Szczęśliwie święta już minęły, zjedzono co było do zjedzenia, na wadze przybyło co musiało po kulinarnych świątecznych ekscesach. No, może nie wszystkim tak przybyło, bo spotkałem pewnego pana, który w ciągu ostatnich dwóch miesięcy zrzucił ni mniej ni więcej tylko 14 kg! Sprawdzone, bo zważone na mojej osobistej wadze, która dla mnie nie jest tak życzliwa i pokazuje przerażające cyfry!
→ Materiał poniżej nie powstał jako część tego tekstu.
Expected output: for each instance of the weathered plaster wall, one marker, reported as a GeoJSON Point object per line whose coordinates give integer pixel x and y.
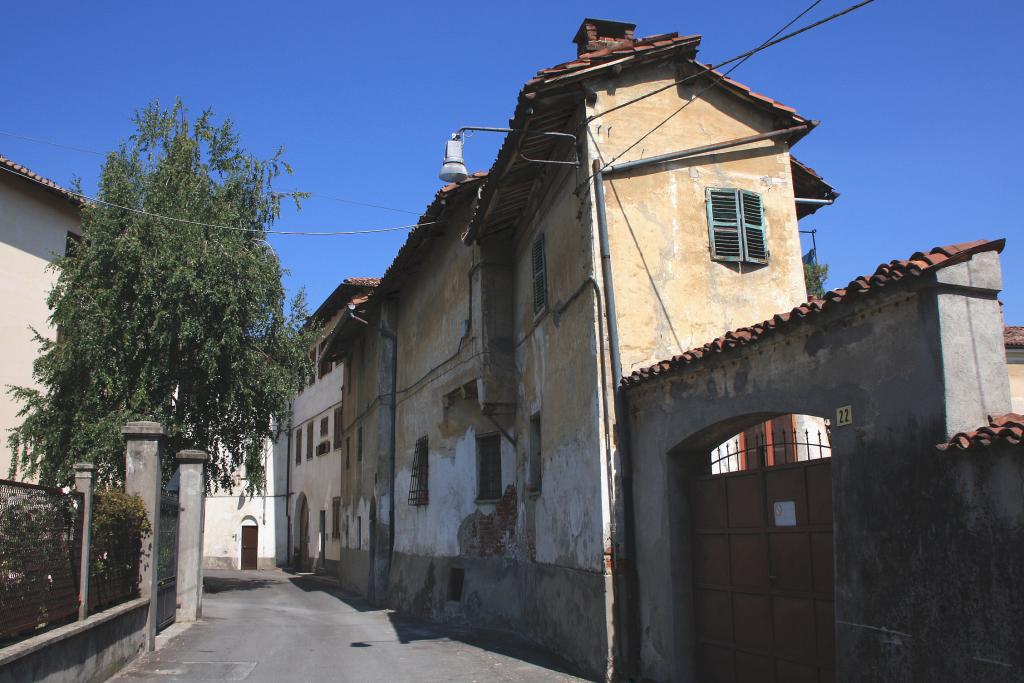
{"type": "Point", "coordinates": [1015, 364]}
{"type": "Point", "coordinates": [671, 295]}
{"type": "Point", "coordinates": [226, 511]}
{"type": "Point", "coordinates": [34, 227]}
{"type": "Point", "coordinates": [317, 477]}
{"type": "Point", "coordinates": [924, 565]}
{"type": "Point", "coordinates": [361, 410]}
A tu człowiek wygląda o parę lat młodziej, czuje się doskonale i tylko mu zazdrościć piekielnie silnej woli! Może w ramach noworocznych postanowień spróbować jeszcze raz? Eee, chyba nie ma szans, bo przecież od czasu do czasu jakieś dania czy knajpki dla Czytelników przetestować trzeba, a „na sucho” nie da rady niestety. Wracając do świąt, od tegoż odchudzonego rozkoszniaczka dostałem w prezencie „Wielką księgę nalewek”. Wie drań jeden, że nalewek nie da się wyprodukować bez osobistego zmierzenia się ze smakami i smaczkami tychże w poszczególnych fazach produkcji. Zanim otrzymamy produkt finalny o właściwej mocy i smaku trzeba uczciwie nad tym popracować. A bez zakąski to niebezpieczne, więc jak tu zaczynać odchudzanie? Chudziak tu opisywany jakoś sam się przez święta od moich nalewek nie odżegnywał i chwalił, a książkę jak mówił podarował mi dla „urozmaicenia oferty”! Już ja mu na kolejną okazję przygotuję „nalewkę”!
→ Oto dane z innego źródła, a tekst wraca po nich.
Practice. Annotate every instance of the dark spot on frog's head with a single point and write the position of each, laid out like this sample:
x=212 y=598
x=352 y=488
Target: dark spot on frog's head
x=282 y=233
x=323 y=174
Jak już jednak dostałem to zawracające w głowie dzieło, to nie odmówiłem sobie przejrzenia co ciekawszych przepisów, szczególnie rozgrzewających w te zimowe wieczory. Zacząłem od nalewek najprostszych, takich które nie muszą leżakować zbyt długo i jeszcze zdążą dojrzeć przed wiosennymi roztopami. Uczciwy napitek jednak swoje odleżeć musi, tak średnio z pół roku. Chociaż…
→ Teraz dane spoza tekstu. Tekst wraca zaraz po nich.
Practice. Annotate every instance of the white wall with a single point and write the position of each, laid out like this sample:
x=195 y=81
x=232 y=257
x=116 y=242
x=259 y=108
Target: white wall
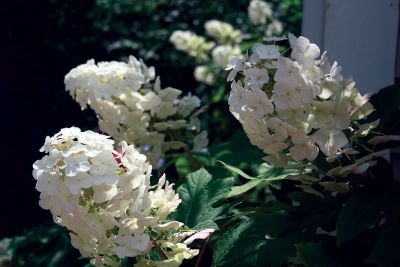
x=360 y=34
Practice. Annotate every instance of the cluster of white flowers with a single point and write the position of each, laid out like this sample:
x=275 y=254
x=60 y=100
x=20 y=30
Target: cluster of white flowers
x=223 y=32
x=191 y=43
x=105 y=199
x=130 y=107
x=202 y=74
x=259 y=12
x=299 y=105
x=228 y=39
x=222 y=54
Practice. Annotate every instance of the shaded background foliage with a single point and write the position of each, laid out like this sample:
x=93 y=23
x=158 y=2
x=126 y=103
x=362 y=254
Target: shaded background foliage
x=42 y=40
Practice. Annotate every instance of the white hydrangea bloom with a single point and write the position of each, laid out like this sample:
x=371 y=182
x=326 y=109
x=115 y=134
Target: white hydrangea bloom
x=294 y=106
x=202 y=74
x=108 y=205
x=191 y=43
x=275 y=28
x=222 y=54
x=222 y=32
x=259 y=12
x=129 y=107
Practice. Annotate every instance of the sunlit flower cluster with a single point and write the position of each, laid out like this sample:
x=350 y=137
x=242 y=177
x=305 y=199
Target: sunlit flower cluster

Zacznijmy od „A”, czyli od adwokata. Do spożycia nadaje się już po dwóch tygodniach, chociaż znam takich, którzy przygotowują go z dnia na dzień, ale to już przesada. Mam wprawdzie swój stary „rodzinny” przepis na adwokata, ale jak to przepisy sprzed wieku mają w zwyczaju, zaczyna się on od „weź kopę jaj…”. Jak wątroba to wytrzyma, no i ten cholesterol! No to może przepis z książki – litr mleka, 12 żółtek (byle nie ze znanej okolicznej fermy, bo przed świętami ich zapach dokładnie odbierał apetyt), 80 dkg cukru, laska wanilii i ½ l spirytusu. Odlać 100 g mleka i wbić do niego żółtka, dobrze potem roztrzepując. Do reszty mleka wsypać 80 dkg cukru i wanilię a potem ciągle mieszając gotować przez 10 minut. Po odstawieniu wlać żółtka zmieszane z mlekiem, znów prawie zagotować, przecedzić i ostudzić. Później wolno wlać spirytus, cały czas mieszając, rozlać do butelek i czekać dwa tygodnie. Problem bywa z wlewaniem spirytusu, bo mleko z żółtkami łatwo zwarzyć. Proponuję wykorzystać tradycyjną makutrę, spirytus lać powoli po ściankach, ciągle ucierając mieszankę.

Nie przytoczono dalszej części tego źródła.